I have a table as follows:
I just want the previous entry for every row from the column 'marks'.
Table structure:
test_id marks
100 55
101 55
102 60
103 58
104 40
This is my query:
select *,LAG(marks,1,marks) OVER (RANGE BETWEEN UNBOUNDED PRECEDING AND CURRENT ROW) as prev
from student_tests
This is the output:
test_id marks
100 55
101 55
102 60
103 58
104 40
The output is as per my expectation. But, I am unable to figure out if it makes sense when I give 1 as the offset in the part LAG(marks,1,marks) along with the window.
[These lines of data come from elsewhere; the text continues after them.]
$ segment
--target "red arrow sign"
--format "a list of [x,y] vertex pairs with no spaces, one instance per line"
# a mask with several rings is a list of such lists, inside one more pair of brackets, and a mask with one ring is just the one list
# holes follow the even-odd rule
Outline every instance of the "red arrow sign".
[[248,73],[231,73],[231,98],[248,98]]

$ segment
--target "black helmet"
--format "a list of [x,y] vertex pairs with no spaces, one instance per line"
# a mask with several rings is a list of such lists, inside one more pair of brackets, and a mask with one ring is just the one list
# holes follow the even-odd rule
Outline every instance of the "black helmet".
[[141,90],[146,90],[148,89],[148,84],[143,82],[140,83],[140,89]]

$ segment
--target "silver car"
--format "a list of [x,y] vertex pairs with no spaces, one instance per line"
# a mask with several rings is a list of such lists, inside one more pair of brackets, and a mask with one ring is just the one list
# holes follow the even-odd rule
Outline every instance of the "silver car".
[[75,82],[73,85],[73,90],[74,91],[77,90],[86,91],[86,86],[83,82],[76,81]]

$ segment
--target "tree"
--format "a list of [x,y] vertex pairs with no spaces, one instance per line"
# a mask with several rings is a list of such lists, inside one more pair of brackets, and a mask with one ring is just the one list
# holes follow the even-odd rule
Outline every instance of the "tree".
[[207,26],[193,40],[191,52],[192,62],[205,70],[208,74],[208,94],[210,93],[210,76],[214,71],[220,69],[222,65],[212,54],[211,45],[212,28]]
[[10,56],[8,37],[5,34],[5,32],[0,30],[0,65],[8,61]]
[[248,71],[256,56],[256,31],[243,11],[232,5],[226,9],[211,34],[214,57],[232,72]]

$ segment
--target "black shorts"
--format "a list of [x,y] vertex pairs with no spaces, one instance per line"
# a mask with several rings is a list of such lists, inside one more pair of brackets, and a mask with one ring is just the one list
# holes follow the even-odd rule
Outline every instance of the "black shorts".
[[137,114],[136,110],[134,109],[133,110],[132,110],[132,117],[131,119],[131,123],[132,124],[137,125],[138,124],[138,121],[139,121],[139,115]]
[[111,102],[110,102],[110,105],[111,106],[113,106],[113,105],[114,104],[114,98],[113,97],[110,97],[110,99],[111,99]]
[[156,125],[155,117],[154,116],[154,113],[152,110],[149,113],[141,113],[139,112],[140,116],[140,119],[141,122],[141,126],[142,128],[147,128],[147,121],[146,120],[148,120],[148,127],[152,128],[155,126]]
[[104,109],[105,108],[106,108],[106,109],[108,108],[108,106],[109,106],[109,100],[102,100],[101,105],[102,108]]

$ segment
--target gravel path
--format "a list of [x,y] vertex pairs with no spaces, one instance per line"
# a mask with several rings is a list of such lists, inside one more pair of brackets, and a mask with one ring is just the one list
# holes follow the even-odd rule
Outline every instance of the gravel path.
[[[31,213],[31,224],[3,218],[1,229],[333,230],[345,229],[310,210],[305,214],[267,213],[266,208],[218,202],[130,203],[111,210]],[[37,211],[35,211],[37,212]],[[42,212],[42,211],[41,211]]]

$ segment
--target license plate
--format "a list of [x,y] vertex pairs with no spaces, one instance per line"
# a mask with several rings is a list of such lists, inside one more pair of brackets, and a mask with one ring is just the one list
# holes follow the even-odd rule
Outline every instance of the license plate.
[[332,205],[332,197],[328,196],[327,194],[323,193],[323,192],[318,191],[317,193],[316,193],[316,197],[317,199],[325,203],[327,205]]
RANGE BETWEEN UNBOUNDED PRECEDING AND CURRENT ROW
Because, I am in the sense asking SQL to look 'UNBOUNDED' PRECEDING and then giving 1 in the offset doesn't seem sensible to me. If my understanding is correct, query must have given me the error. But, it didn't. So, I am wondering whether there's any order of precedence on the play under the hood.
Am I missing something?
Please help me understand this.
Edit: Respecting the Stackoverflow policy, I have removed the images and tried alternatives.
The lag
and lead
functions are special, in that they ignore the frame
clause. So it makes no difference if you specify ROWS
or RANGE
or what the window is. It always just looks forwards or back the specified number of rows. You can prove this by looking at results from the lead
function. In most other DBMSs it's not even valid to specify a window frame for lead
and lag
.
The default window specification is in any case RANGE BETWEEN UNBOUNDED PRECEDING AND CURRENT ROW
, so it's not necessary to specify it even in functions where it does make sense. Moreover, RANGE
is almost never what you want, you nearly always want ROWS
.
Furthermore, lag
and lead
only make sense with a unique ORDER BY
specification, otherwise "Without ORDER BY
, rows are processed in an unspecified order". As always in SQL, if you do not specify ORDER BY
then all bets are off.
The default number of rows is 1
, so it's not necessary to specify it unless you also want to specify the default value.